As electrical service gets turned back on and subway trains slowly make their way across New York again, government officials are faced with a new, perhaps more volatile situation.

There are areas in Queens and Brooklyn, as well as New Jersey, that continue to be without electricity -- and residents there have quickly learned not to take anything for granted while the lights are still out. Gangs of looters and other thugs have taken advantage of some vulnerable areas, and the victims aren’t standing pat any longer.

The New York Police Department and National Guard have provided security on street corners in the city, but arrests have been reported everywhere, perhaps an inevitability when an estimated 3.5 million people have lost power.

Meanwhile, there has reportedly been a slew of late-night break-ins by robbers dressed as Long Island Power Authority workers in the Rockaways section of Queens.

Walter Meyer, 37, told the New York Daily News how dangerous the normally safe area has become. “After sunset, everybody locks their doors,” Meyer said. “They’re trying to find whatever weapons they can find.

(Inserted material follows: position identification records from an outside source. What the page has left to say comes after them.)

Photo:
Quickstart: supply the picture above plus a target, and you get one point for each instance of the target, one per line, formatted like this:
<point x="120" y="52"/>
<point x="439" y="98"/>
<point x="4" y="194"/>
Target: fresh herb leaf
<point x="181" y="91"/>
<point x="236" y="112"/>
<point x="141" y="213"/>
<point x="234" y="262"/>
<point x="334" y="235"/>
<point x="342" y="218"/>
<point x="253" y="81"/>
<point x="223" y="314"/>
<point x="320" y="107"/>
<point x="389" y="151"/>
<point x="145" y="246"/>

Some people are even using bow[s] and arrows.

Since World War II, the Rockaways area has on balance experienced an influx of lower-income families, which has led some people to accuse the Long Island Power Authority of favoring wealthier neighborhoods during the current recovery effort.

“I saw this guy stealing televisions from a nursing home right on the boardwalk on Tuesday, and the workers were chasing him up the street," Ben Cooper, who lives on the Rockaway Peninsula, told the Christian Science Monitor. “Every time I saw him, he had a different TV.”

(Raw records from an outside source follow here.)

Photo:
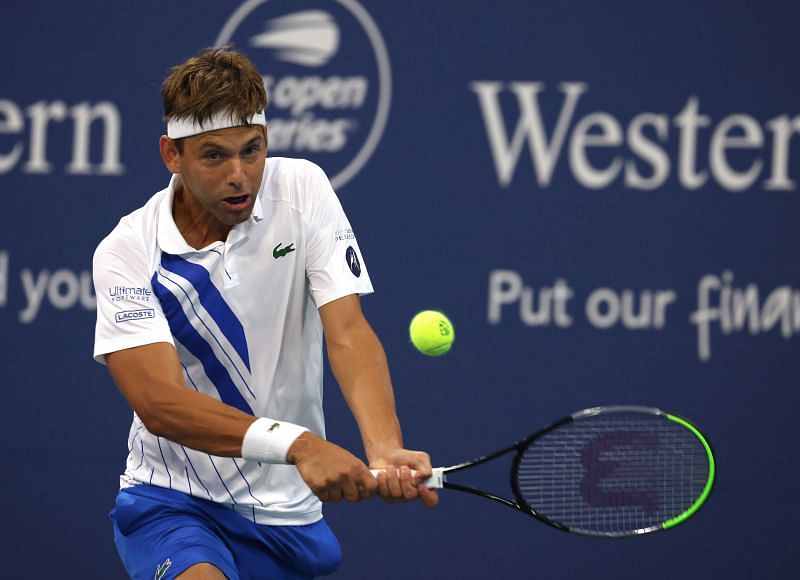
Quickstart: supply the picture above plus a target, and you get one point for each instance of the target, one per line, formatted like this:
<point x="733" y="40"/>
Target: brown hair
<point x="214" y="80"/>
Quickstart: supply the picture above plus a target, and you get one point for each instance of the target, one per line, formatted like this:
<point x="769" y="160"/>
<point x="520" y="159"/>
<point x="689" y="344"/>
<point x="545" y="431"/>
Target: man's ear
<point x="170" y="154"/>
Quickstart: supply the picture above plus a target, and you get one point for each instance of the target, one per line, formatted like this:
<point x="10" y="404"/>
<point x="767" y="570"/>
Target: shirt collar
<point x="171" y="240"/>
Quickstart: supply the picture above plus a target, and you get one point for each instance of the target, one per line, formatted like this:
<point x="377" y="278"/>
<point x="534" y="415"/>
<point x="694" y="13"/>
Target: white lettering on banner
<point x="42" y="116"/>
<point x="737" y="309"/>
<point x="734" y="309"/>
<point x="3" y="278"/>
<point x="647" y="310"/>
<point x="64" y="289"/>
<point x="506" y="287"/>
<point x="645" y="138"/>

Meanwhile, Brooklyn's Coney Island has been at the mercy of looters since Tuesday, as the thugs barely waited for Sandy to move on before doing their thing. By 8 a.m. that day, an entire pharmacy had been sacked with thieves tearing through as many as 10,000 bottles of prescription pills, according to the Huffington Post.

“The water went away and these people started walking down the streets and just robbed stores,” one of the pharmacy workers said.

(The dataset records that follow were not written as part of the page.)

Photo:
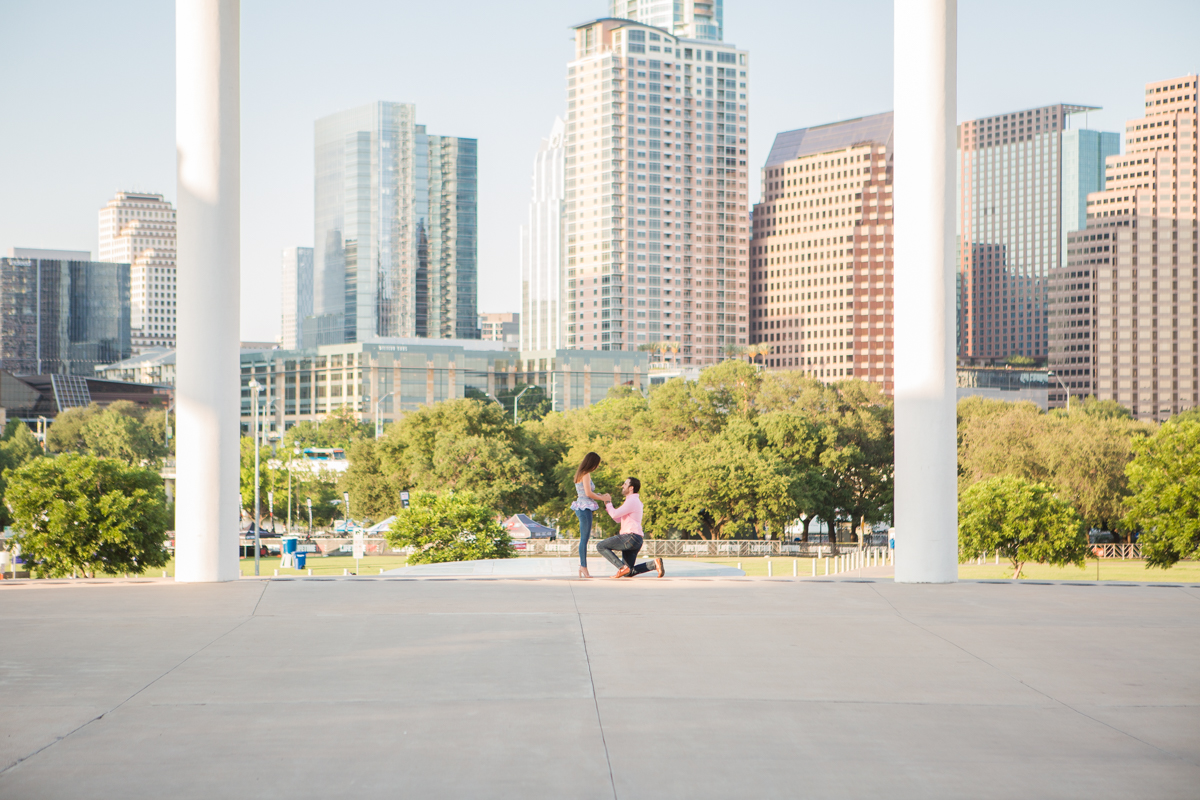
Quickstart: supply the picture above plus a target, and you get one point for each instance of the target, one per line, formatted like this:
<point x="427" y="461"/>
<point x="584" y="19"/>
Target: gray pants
<point x="628" y="545"/>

In New Jersey, about 25 arrests for such things as “petty burglaries and looting incidents” were made around Monmouth County over the past few days of Hurricane Sandy, Acting County Prosecutor Christopher J. Gramiccioni told the Asbury Park Press in Neptune on Thursday.

Gov. Chris Christie -- who has been praised for his performance in dealing with Superstorm Sandy -- called in about 2,100 members of the National Guard to help with the relief effort, while 250 state troopers were on duty on the state's barrier islands specifically to deal with the crime spree. Still, Christie denied it was anything more than a few roving bands of criminals and said it was mainly up to municipalities to police themselves.

“They’re the ones that know what’s going on their towns better than I do sitting in some center in Trenton,” Christie said. “And when they ask for more help, we give it to them.”